But–one thing to remember about the End Times is that only a “remnant” will be saved. Everyone else is simply damned, but that’s OK because it’s God’s will.
Tied up in this is Calvinism. The fundamental tenet of Calvinism is the concept of “double predestination.” That is, the ultimate fate of each and every one of us has been predetermined by God from before the creation of the world. If we’re saved, we’re saved, and nothing can change that. If you were created to be damned, well, too bad.
Calvin made appropriate noises that we mere humans cannot know our fate, but of course, those who were saved could tell because God would bestow outward signs of his favor: they would be blessed with material prosperity. The poor, the sick, the afflicted, well, they were damned so why bother?
This is important because the Puritans were Calvinists. And since New England was the intellectual center of America at least until the last half of the 19th century, this Calvinist attitude came to permeate the thinking of the American elite. Yes, the elite. Hence, it was our Manifest Destiny to claim the entire continent, practicing what we would now call genocide and ethnic cleansing on the Native Americans who were here first.
I bring this up because these two strands of Christian thinking are still very much with us. Since America is the New Jerusalem, anything this country does is necessarily holy, and a fulfillment of God’s will. When the Communists or Saddam tortured people, or engaged in genocide or ethnic cleansing, it was a sign of their wickedness. When Americans do any of these things, it’s God’s Will.
Since it’s God’s Will, ANY criticism of America isn’t just wrong. It’s heresy and a sin.
GWB is saved (ask him: he’ll tell you). Disagree with him about Eye-Rack, and you’ve shown yourself to be one of the Damned. Question him about torture? Same thing.

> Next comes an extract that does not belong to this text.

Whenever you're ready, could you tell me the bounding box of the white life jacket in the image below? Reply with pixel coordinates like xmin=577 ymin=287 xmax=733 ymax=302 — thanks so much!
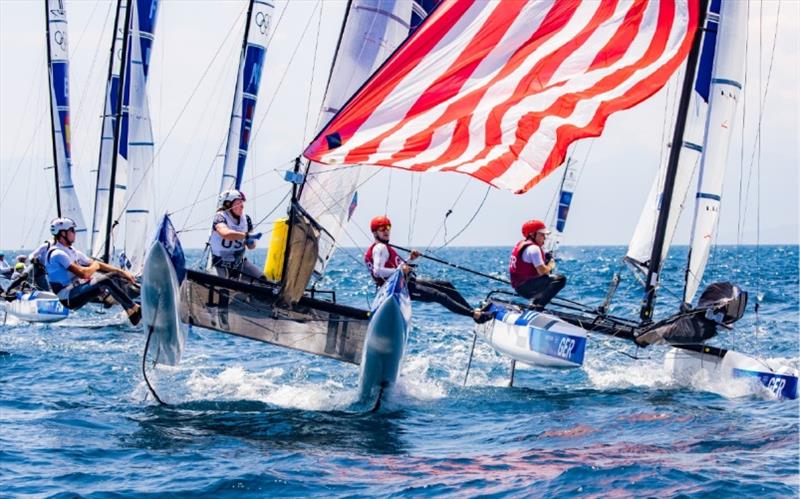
xmin=208 ymin=210 xmax=253 ymax=262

Believe in same sex marriage? You’re damned.
Moreover, since the poor are obviously Damned, no need to help them. They deserve their fate. (Even though it was God’s choice to create these folks only to be damned, they still deserve it. Yes, it’s an inconsistency, but why bother with logic when you have the Divine Word?) And since the rich have the outward signs of God’s favor, being wealthy is also a sign of MORAL worthy.

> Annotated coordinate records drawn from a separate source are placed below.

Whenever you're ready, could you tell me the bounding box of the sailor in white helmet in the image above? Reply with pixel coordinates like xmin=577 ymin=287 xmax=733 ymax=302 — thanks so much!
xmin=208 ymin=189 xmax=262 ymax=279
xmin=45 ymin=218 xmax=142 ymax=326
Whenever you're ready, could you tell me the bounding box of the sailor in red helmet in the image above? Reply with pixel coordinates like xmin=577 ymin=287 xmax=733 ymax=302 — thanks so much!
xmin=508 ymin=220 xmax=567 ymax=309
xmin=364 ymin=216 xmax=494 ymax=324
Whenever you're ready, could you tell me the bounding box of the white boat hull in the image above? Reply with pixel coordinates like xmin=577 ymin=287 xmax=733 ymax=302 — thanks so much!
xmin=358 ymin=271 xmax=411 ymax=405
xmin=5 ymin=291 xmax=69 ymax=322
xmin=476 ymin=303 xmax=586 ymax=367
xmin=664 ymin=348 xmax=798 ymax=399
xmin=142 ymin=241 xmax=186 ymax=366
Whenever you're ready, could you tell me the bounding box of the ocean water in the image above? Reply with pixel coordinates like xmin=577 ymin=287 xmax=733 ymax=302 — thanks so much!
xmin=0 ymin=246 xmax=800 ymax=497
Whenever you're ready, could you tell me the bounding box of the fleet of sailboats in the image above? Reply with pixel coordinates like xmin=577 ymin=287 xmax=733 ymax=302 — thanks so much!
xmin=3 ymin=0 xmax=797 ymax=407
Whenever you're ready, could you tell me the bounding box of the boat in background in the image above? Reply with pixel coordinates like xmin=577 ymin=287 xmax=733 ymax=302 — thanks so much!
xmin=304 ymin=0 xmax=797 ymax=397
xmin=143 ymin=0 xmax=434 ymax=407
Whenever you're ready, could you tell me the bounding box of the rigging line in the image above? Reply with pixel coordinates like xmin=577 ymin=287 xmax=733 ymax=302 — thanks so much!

So keep some of this in mind when you hear Repubicans talking about how the rich aren’t rich enough. Or when they talk about cutting social programs. How, you ask, can people be so callous to the suffering of others? It’s easy: it’s all God’s will. They’re on the inside, we’re on the outside, so we deserve the hellfire that is our obvious fate.
Klaus, there’s a lot to what you say, and Calvinism is a thread of Pentecostalism. Paradoxically, there is a thread of total acceptance, forgiveness of sin, and welcoming the prodigal. That is why they recruit people with severe problems such as addiction or mental illness-God can save anyone.

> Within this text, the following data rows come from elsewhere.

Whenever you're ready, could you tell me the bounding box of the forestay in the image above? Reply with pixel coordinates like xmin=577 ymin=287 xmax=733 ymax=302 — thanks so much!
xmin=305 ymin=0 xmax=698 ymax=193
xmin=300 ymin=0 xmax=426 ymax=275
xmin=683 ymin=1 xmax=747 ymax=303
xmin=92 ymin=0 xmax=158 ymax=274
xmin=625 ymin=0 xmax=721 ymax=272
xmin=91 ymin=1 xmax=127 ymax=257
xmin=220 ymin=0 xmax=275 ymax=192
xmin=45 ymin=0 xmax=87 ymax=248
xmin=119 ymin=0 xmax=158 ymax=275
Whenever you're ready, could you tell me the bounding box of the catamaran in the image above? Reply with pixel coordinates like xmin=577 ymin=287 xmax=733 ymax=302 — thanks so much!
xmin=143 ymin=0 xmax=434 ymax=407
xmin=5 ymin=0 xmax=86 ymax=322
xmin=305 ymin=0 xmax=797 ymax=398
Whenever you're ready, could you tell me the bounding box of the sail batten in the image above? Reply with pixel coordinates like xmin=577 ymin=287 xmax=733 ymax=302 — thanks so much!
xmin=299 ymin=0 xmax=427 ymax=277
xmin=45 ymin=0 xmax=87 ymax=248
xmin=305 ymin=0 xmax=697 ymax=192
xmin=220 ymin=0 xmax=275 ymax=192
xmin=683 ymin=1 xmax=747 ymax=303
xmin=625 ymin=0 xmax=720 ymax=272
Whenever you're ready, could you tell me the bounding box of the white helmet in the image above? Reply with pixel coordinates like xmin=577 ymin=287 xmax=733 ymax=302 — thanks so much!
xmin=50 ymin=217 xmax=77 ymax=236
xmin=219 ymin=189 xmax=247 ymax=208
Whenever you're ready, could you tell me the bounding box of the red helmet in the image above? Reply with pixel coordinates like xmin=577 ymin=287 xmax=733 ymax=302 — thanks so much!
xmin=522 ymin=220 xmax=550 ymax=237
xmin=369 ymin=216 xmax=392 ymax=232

However, the Calvinist side kicks in when they regard those who refuse to be ‘saved’. Anyone who rejects Christ’s sacrifice on the cross deserves to burn in hell forever. And their Old Testament reading validates the idea that God condemns nations, groups and categories of people to eternal torment. It comes down to a clear case of the saved are forgiven, all others are bad by definition and can never be good enough to wash off the stain of sin.
It fits in neatly with racial or national prejudice.
Actually the Calvinists in what is now the Netherlands were more tolerant of Jews than other Christian sects of the time(i.e. the Catholic church)-they never tried to expel the jews,the attitude being that by proximity the Jews might beattracted to Christianity-but there was never an attempt at forced conversion.